Excellent energy storage performance with high breakdown strength in Nb2O5-modified (Bi0.5Na0.5)TiO3-based ceramics

Abstract

The development of lead-free dielectric capacitors with good energy storage performance and high reliability is of great practical significance for pulsed power systems. In this study, Nb2O5-modified 0.6(Bi0.5Na0.5)TiO3-0.4(Sr0.7Bi0.2)TiO3 (BNT-SBT-xNb, 0 ≤ x ≤ 0.07) ceramics were designed to enhance their energy storage performance and prepared using a hydrothermal method. The results show that Nb doping into the B site of BNT-SBT can induce lattice expansion and promote polar nanoregions, resulting in improved dielectric relaxation behavior. Moreover, the introduction of Nb can lead to the refinement of grain size, the increase in resistivity, the reduction of oxygen vacancies, and the broadening of band gap, thereby significantly enhancing the electrical breakdown strength (Eb).

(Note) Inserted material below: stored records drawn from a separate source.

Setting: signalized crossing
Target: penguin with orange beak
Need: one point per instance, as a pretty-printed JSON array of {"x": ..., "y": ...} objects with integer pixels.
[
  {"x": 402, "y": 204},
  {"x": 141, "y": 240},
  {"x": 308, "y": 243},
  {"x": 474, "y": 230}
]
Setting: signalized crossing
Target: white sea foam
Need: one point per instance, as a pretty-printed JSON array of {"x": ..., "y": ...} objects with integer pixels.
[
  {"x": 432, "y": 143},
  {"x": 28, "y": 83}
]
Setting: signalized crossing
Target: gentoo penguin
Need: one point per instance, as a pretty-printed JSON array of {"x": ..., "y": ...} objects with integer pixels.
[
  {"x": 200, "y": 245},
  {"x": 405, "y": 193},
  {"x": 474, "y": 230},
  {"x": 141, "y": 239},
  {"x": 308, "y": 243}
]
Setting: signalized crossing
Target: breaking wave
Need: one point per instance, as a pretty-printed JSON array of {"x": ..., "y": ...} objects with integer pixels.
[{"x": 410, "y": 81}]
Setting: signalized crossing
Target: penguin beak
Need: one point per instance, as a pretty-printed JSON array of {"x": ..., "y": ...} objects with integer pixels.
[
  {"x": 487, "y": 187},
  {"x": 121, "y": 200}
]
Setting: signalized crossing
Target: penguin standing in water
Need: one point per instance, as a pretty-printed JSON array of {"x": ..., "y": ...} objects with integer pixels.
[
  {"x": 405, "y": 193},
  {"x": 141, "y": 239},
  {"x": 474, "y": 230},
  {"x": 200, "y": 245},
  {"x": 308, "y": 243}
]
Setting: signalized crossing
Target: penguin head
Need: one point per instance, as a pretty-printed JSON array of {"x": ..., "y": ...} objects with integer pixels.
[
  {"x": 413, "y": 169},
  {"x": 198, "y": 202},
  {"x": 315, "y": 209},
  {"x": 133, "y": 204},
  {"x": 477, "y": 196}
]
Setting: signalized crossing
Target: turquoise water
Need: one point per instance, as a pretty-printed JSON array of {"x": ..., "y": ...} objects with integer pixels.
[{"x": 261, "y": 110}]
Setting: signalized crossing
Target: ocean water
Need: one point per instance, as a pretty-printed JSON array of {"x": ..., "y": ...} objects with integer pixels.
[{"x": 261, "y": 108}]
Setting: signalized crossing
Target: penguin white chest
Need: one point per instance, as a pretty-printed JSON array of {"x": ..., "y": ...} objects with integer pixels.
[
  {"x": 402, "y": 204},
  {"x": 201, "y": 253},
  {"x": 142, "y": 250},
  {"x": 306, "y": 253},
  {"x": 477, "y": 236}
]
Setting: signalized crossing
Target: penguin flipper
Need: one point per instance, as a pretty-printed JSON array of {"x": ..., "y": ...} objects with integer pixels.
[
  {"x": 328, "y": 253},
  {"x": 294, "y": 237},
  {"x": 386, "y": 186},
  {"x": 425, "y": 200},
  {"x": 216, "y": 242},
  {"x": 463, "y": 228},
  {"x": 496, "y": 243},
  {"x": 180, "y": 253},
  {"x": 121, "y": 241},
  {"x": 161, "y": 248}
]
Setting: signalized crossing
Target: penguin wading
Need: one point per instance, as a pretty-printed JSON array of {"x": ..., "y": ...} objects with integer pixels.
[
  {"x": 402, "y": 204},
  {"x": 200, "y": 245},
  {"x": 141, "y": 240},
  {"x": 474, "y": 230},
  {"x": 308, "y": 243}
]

Accordingly, the BNT-SBT-0.05Nb system presents excellent energy storage performance with high Wrec ∼6.26 J/cm3 and η ∼87.9 % under an large Eb of 518 kV/cm in accompany with the wide temperature stability (Wrec and η vary within ±6.8 % and ±3.2 % at 40–100 °C). The significant improvement of Eb and energy storage performance demonstrates that the BNT-SBT-0.05Nb system is a potential candidate for applications in high-energy storage capacitors.